People with disabilities meet or exceed job performance and productivity expectations consistently.
Absentee and turnover rates are lower for people with disabilities and for older workers compared with nondisabled employees.
People with disabilities have a well-deserved reputation for innovation. "Accustomed to adapting to a variety of situations, they are often quick to troubleshoot, formulate new ideas and adopt cutting-edge solutions," she said.
"At the end of the day, people with disabilities have a right to fair and equal wages, career opportunities and social benefits of employment," Vogel said. "Sheltered employment does not allow for this. For employers who want to dip their toe in the water of employing people with disabilities, they might want to consider initiatives such as disability mentor days, where there is a day-long job shadowing experience between managers and individuals with disabilities." Vogel added that initially mentor days often lead to internships or summer or other part-time or seasonal work, which can then lead to longer-term employment.
WIA Hits a Roadblock
The Senate hearing comes less than two months after backlash from some disability advocacy groups led to an indefinite postponement of consideration of a proposal to alter the rules governing sheltered employment.

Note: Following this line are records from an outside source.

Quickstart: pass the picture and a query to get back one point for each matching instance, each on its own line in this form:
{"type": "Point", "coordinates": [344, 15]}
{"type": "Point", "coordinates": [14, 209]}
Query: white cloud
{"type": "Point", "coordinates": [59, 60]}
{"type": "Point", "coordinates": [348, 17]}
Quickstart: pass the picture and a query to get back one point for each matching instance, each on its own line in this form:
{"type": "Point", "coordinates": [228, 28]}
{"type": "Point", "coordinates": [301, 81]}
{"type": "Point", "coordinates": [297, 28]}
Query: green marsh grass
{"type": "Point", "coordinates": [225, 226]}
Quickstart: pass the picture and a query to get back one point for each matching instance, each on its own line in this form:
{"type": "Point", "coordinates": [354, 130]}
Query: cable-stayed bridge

As part of a larger workforce bill that sets and funds workforce programs across the U.S., Title V of the Workforce Investment Act (WIA) attempts to update the Rehabilitation Act by maintaining the rights of individuals with disabilities to services leading to training and work. "The vocational rehabilitation system and other employment programs for people with disabilities authorized under WIA help people become independent and less reliant on federal programs," testified Katy Beh Neas, senior vice president for Easter Seals, a nonprofit charitable organization that assists children and adults with autism and other special needs. "I’d like to see Congress increase funding for the vocational rehabilitation system to prevent long waiting lists and to ensure eligible individuals receive the services they need," Beh Neas told SHRM Online. "Easter Seals supports dedicated funding for supported employment and assistive technology authorized under WIA that will help people with disabilities integrate into the mainstream workforce," she added. Critics argue that a section of the bill would establish standards about who would be eligible to work for subminimum wages, offering sheltered employment providers a checklist to meet in order to deem people with disabilities eligible for subminimum wage jobs. Under the draft bill, individuals with disabilities could work for subminimum wage if they meet certain age-related requirements and if they do so while receiving job training designed to prepare them for competitive employment. Some disability advocacy groups, including the National Down Syndrome Society and the National Federation of the Blind, say this could have the unintended effect of increasing the number of people with disabilities employed in low-paying environments.
Roy Maurer is a staff writer for SHRM.